= Alicia Seegert =

American softball player

Alicia Anne Seegert (born August 24, 1965) is a former All-American softball player. Considered one of the best softball players ever to play for the University of Michigan Wolverines softball team, she set Big Ten Conference records for batting average (.418 in 1984), hits, total bases and RBIs. In 2006, Seegert was inducted into the University of Michigan Athletic Hall of Honor.

==Student athlete==
A native of Manchester, Michigan, Seegert graduated from Father Gabriel Richard High School in Ann Arbor, Michigan, in 1983. She played catcher for the Michigan Wolverines from 1984 to 1987. Seegert was known as an excellent defensive catcher and batter. She was the first Michigan Wolverine to receive first-team All-American honors in softball. She had a career batting average of .360 and 240 career hits. Her .418 batting average in 1984 set a Big Ten Conference record that stood until 1992 (Lezlie Weiss of Minnesota hit .468 in 1992). She also set Big Ten records for hits, total bases and RBIs. She was named a first-team NFCA All-American in 1986 and a second team All-American in 1987. She was also selected to the All-Big Ten Conference team all four years at Michigan. In 1987, she was named Michigan's Female Athlete of the Year. Seegert graduated from Michigan in 1988 and was named to the Big Ten Conference All-Decade team in 1992.
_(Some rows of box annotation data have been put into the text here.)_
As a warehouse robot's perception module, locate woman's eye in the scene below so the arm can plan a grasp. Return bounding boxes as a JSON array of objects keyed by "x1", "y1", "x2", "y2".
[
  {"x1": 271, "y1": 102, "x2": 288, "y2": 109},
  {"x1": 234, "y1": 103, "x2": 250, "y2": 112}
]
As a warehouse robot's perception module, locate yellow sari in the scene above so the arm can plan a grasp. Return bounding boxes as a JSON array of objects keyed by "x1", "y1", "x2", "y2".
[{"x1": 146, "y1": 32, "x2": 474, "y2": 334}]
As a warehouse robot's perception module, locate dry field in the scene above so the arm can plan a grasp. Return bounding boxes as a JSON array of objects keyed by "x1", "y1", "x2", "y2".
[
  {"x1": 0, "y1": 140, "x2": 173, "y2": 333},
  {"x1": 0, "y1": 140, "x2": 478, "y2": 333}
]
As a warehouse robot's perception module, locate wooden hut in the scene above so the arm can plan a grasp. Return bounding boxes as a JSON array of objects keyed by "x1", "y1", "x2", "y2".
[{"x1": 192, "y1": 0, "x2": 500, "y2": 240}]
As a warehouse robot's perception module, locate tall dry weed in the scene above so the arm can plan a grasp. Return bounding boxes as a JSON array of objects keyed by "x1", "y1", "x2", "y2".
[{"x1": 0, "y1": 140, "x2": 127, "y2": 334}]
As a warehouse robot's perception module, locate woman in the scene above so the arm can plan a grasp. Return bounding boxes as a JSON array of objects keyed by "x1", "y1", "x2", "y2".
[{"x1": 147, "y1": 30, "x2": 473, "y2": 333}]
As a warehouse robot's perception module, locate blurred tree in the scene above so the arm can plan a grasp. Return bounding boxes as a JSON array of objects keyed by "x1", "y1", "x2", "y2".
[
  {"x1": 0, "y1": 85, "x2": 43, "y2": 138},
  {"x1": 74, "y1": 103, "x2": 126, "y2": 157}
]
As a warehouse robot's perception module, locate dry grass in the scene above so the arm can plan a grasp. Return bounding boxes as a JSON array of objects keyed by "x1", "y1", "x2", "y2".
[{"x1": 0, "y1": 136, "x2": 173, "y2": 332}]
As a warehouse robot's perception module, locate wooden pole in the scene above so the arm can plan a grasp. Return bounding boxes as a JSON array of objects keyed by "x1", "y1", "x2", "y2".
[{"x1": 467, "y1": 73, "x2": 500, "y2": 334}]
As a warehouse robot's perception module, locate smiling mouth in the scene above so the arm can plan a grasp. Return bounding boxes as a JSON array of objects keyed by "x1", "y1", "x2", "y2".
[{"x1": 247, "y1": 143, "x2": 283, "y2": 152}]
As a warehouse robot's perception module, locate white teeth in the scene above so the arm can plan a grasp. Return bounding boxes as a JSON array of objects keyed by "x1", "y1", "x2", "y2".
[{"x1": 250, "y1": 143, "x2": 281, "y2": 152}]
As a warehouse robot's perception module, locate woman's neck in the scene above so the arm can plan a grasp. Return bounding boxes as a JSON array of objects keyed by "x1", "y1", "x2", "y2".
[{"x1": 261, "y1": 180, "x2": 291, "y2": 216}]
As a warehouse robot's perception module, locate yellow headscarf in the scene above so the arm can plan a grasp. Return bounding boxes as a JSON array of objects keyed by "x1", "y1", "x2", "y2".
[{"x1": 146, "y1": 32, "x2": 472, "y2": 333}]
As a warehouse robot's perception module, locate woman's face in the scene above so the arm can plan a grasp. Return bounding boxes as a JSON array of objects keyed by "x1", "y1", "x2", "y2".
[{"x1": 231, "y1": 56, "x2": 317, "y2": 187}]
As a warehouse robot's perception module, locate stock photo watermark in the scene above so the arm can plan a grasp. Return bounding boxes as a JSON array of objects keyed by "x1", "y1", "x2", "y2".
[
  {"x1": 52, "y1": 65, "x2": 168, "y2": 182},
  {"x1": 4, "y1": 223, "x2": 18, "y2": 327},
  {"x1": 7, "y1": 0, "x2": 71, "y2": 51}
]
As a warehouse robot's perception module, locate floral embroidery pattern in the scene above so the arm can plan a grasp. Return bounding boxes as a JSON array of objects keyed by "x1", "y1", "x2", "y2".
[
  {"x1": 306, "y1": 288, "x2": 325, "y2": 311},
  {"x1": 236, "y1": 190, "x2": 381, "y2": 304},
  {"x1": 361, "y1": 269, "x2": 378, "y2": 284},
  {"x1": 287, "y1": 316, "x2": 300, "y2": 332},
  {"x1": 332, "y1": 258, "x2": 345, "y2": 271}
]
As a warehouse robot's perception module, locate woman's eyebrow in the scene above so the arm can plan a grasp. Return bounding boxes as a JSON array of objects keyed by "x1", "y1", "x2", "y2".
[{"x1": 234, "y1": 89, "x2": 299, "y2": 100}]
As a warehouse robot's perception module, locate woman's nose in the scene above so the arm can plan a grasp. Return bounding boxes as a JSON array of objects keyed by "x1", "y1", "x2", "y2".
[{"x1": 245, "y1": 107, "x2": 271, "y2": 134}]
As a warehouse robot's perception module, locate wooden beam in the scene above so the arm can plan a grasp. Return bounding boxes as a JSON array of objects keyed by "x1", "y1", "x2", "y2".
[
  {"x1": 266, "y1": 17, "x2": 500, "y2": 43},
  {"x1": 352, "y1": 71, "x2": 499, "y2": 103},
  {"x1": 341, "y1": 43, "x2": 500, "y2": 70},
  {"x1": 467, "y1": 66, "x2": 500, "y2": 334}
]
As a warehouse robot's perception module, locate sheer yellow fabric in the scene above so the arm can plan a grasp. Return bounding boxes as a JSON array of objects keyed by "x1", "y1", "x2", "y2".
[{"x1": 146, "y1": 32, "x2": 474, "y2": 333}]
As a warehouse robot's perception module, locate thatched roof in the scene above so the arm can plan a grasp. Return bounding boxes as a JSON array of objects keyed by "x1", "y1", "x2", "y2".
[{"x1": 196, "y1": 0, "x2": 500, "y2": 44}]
==University of Michigan Athletic Hall of Honor==
In 2006, Seegert was inducted into the University of Michigan Athletic Hall of Honor, joining the ranks of Fielding H. Yost, Tom Harmon, Cazzie Russell, George Sisler and Gerald R. Ford. After learning of the honor, Seegert told a reporter, "I was really shocked. I really enjoyed my time at U-M. It gave me so many opportunities. To be honored as one of the top athletes there, it's just mind-boggling."

==Teacher and softball coach==
Seegert later became a teacher, in Saline, Michigan, where she later retired in 2019. She also coached softball in Saline and Clinton, Michigan. She is currently teaching fitness and physical education at Saline High School in Saline, Michigan.